L’outil SOAR va proposer automatiquement des informations sur la législation en vigueur en fonction du type d’incident, du pays dans lequel l’incident intervient et aussi en fonction du secteur d’activité. Le rapport émis va guider les analystes sur les actions à réaliser auprès des organismes et permettre à l’entreprise attaquée de prendre les décisions nécessaires.

La mise en place d’un SOAR peut s’avérer complexe à mettre en œuvre et à maintenir. Quelles sont les compétences et expertises spécialisées qui sont nécessaires ?
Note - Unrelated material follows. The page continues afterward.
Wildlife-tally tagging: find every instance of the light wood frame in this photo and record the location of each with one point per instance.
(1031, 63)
AB - Définir le workflow s’avère assez complexe, et nécessite de s’appuyer sur l’expertise du métier d’analyste. Il est important de savoir quels renseignements sont utiles, quels sont les critères de décision, quels sont les critères de déclenchement d’une action de remédiation et les éléments à apporter aux clients.

Même si les outils SOAR essaient de rendre les choses simples, intuitives et graphiques, il y a toujours des parties de codes à écrire pour retravailler l'information, la trier, paramétrer des conditions et définir les étapes de traitement suivantes. Il faut avoir cette compétence d’analyste et aussi savoir scripter pour paramétrer l’outil SOAR.
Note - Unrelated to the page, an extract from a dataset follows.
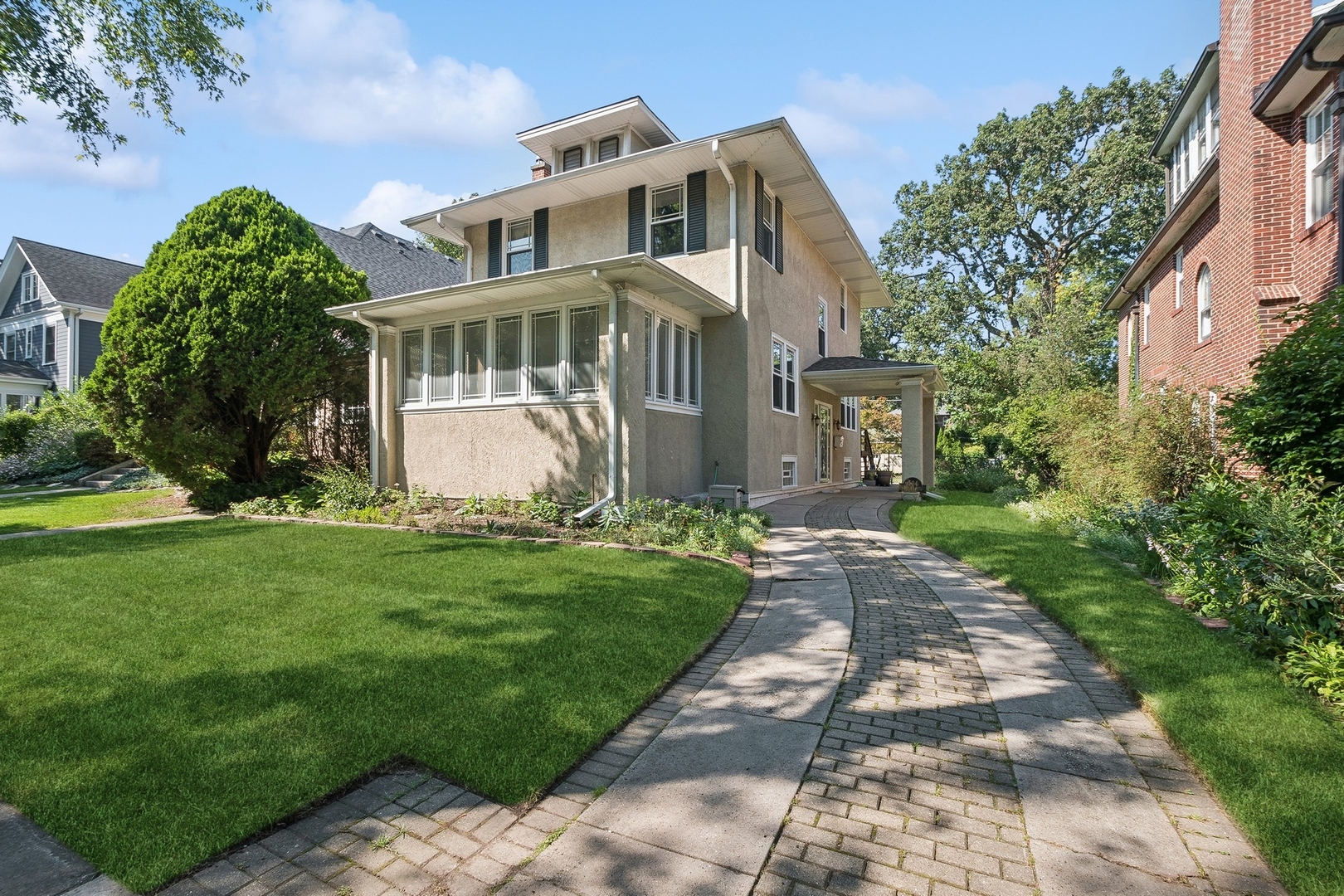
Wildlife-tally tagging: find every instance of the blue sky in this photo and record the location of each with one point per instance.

Pour recueillir des informations pertinentes, le plus compliqué c'est de s'assurer que les données d'entrée qui vont être utiles à ma requête ou à l’action lancée, sont disponibles et exploitables.

La phase de définition du processus est très importante pour être efficace et prendre le moins de risque possible dans la phase de remédiation automatique. Celle-ci doit faire l’objet d’une réflexion impliquant les experts sécurité et le client.

Nous devons connaitre le périmètre sur lequel on intervient. Les mécanismes doivent être testés et validés par le client au cours d’un POC.

 

Conclusion

En tant que MSSP (Managed Security Service Provider) et prestataire SIEM/SOC il est évident que nous sommes concernés par ce besoin d’automatisation et d’industrialisation de l’analyse et du traitement des incidents.

Contrairement à ce que l’on peut entendre parfois, le SOAR ne fait pas de la détection d’incident. Il s’appuie sur des outils de détection qui sont en proximité, comme le SIEM ou l’EDR pour investiguer et ensuite éventuellement réagir.

Un SOAR contient l'information utile et nécessaire pour analyser et traiter l'incident efficacement. Il est là pour agréger les données, guider l'analyste dans son travail sur l'incident.

Si vous avez besoin de faire un rapport d'analyse de l'incident, le SOAR contient la donnée nécessaire pour le faire.

En revanche le SOAR ne va pas contenir toute la donnée relative à l'incident. Ces niveaux de détails sont contenus dans les logs. Contrairement au SIEM qui renferme des téraoctets de données, on est sur des volumes nettement plus faibles avec le SOAR.

Le SOAR représente un outil parmi une palette d’outils du SOC. Il permet aux analystes de gagner du temps pour se concentrer sur les incidents plus critiques et apporter plus de visibilité aux clients sur l’état des menaces qui les concernent.